Maintaining a mycoplasma free culture environment requires both initial vigilance and routine monitoring. All incoming cultures, regardless of origin and testing certification, should be quarantined and tested before being maintained with existing cultures. Once confirmed as mycoplasma negative, the culture can be placed in standard culture areas, and routinely screened as part of an ongoing testing program. When banking cells for future use, each MCB and WCB should be screened and confirmed negative prior to use for experimental purposes or sharing of the culture. If found to be positive at any point, unless the culture is absolutely irreplaceable, it should be discarded (for more on the timing of testing during the experimental process, please see Appendix 1, Table A1.1).

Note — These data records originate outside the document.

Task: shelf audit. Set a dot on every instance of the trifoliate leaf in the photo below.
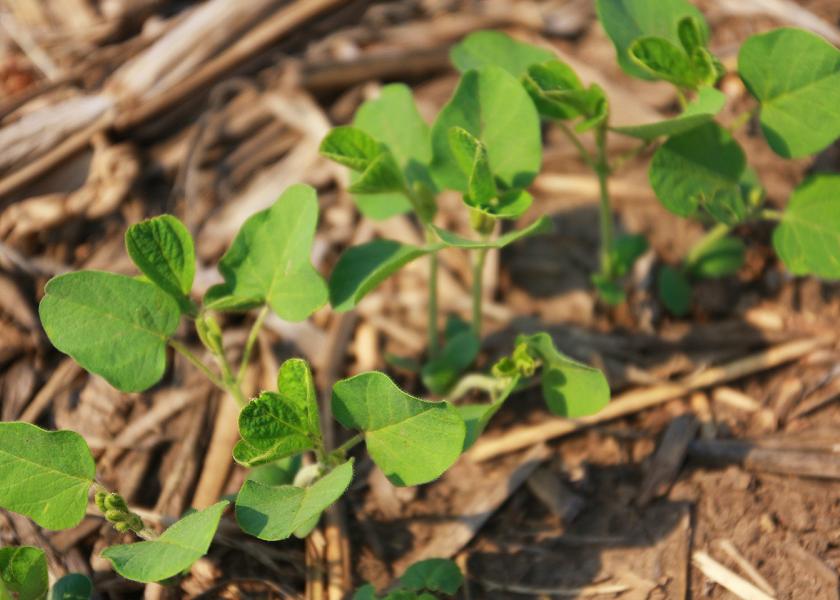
(23, 572)
(492, 106)
(494, 48)
(674, 290)
(278, 425)
(112, 325)
(700, 168)
(73, 586)
(795, 75)
(413, 441)
(627, 20)
(808, 237)
(46, 475)
(276, 512)
(163, 250)
(186, 540)
(269, 260)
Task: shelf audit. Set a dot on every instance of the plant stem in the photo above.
(249, 344)
(478, 289)
(192, 358)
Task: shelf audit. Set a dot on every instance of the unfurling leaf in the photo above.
(413, 441)
(163, 250)
(46, 475)
(278, 425)
(269, 260)
(277, 512)
(795, 75)
(186, 540)
(112, 325)
(808, 237)
(700, 169)
(491, 105)
(23, 572)
(494, 48)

Recommendation 1 .6 .1 .b: Cultures should be screened to ensure that they are free of microbial and viral contamination.

Microbial or viral contamination can alter cellular behavior and integrity, pose an immediate health risk to researchers, and preclude the future therapeutic use of cell products (Barone et al., 2020). Concerns regarding the potential effects, processes for identifying contamination, and potential resolution are common to all culture systems and have been well reported. See Appendix 3 for more detail on identifying and mitigating this risk in culture.